In October 2004, Geraldine formed KHD to develop this real estate project. KHD is owned: 7% by Kirk-Hughes & Associates; 51.5% by KS; 3% by Balinda Antoine; and 5% by Richard Polatis.[2] On November 18, 2004, KS granted the Sloan property to KHD by warranty deed. The same day, KHD purportedly executed a deed of trust in favor of KS, covering a portion of the Sloan property, though it is unclear from the record exactly what portion. KHD's warranty deed for the Sloan property was recorded on November 19, 2004, but the deed of trust in favor of KS was not recorded at that time.

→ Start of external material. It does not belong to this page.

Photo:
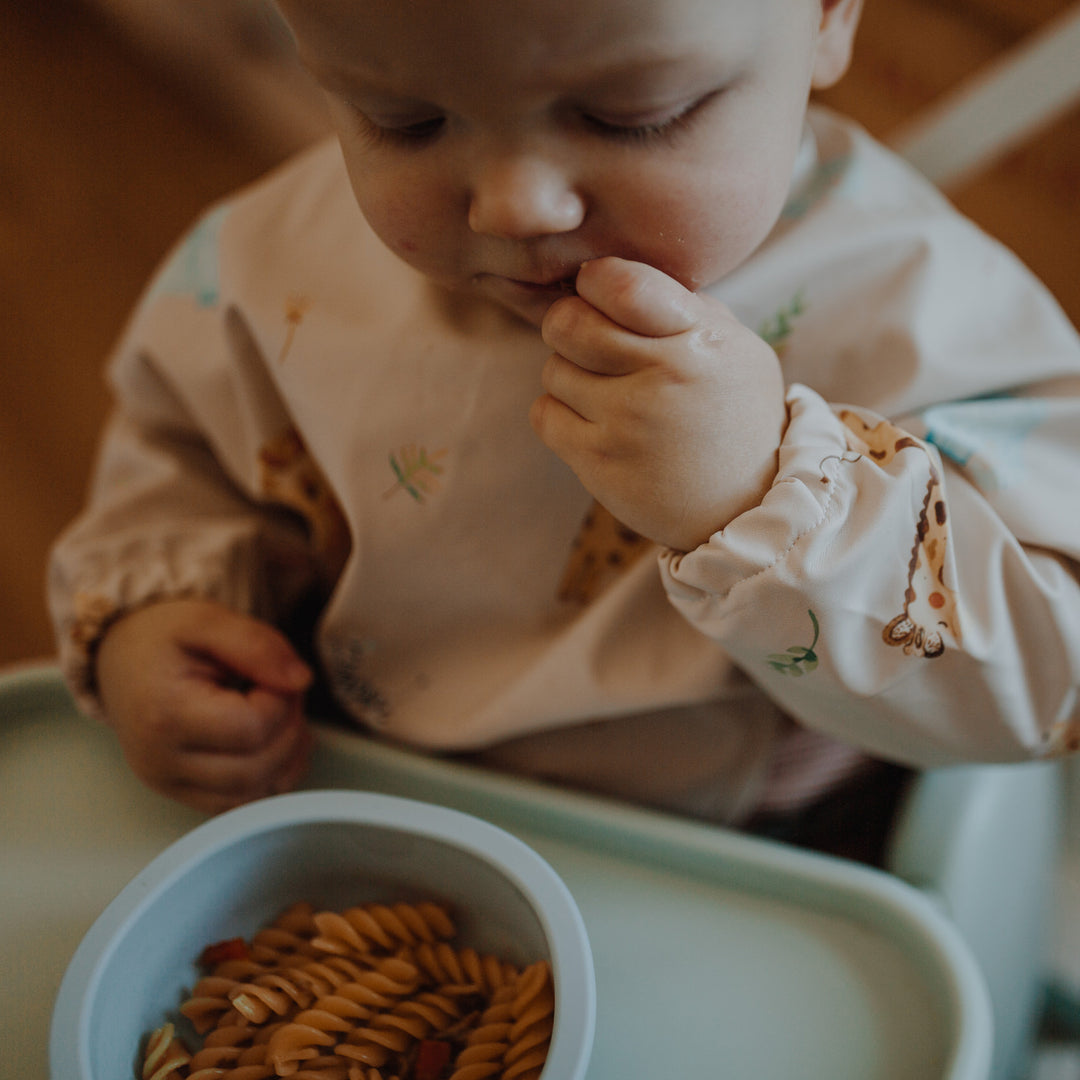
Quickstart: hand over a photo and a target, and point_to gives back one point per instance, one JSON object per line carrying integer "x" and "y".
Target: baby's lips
{"x": 656, "y": 305}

In March 2005, Kelly Polatis, a business associate of Geraldine, purchased the Peterson property. Polatis then deeded the Peterson property to KHD, either the same day he acquired it or very close in time. Golub believed these were straw-person transactions to deny him his commission on the sale of the Peterson property. In order to recover the lost commission, Golubs sued Geraldine, KHD, Kirk-Hughes & Associates, Polatis, and Peterson in 2007. Geraldine, KHD, and Kirk-Hughes & Associates defended against the action for a year and a half, but on March 11, 2009, Golubs obtained a default judgment in the amount of $941,000 against them. Golubs believed that they were unable to immediately record this judgment because Peterson remained in the action and that the judgment could not be considered final until there was a judgment against all defendants in the action or the court issued an I.R.C.P. 54(b) certificate. For an unknown reason, when the court entered the default judgment, it did not sign the 54(b) certificate. Golub was in the process of seeking a Rule 54(b) certificate to pursue collection against the defaulted defendants when KHD filed for Chapter 11 bankruptcy on April 6, 2009.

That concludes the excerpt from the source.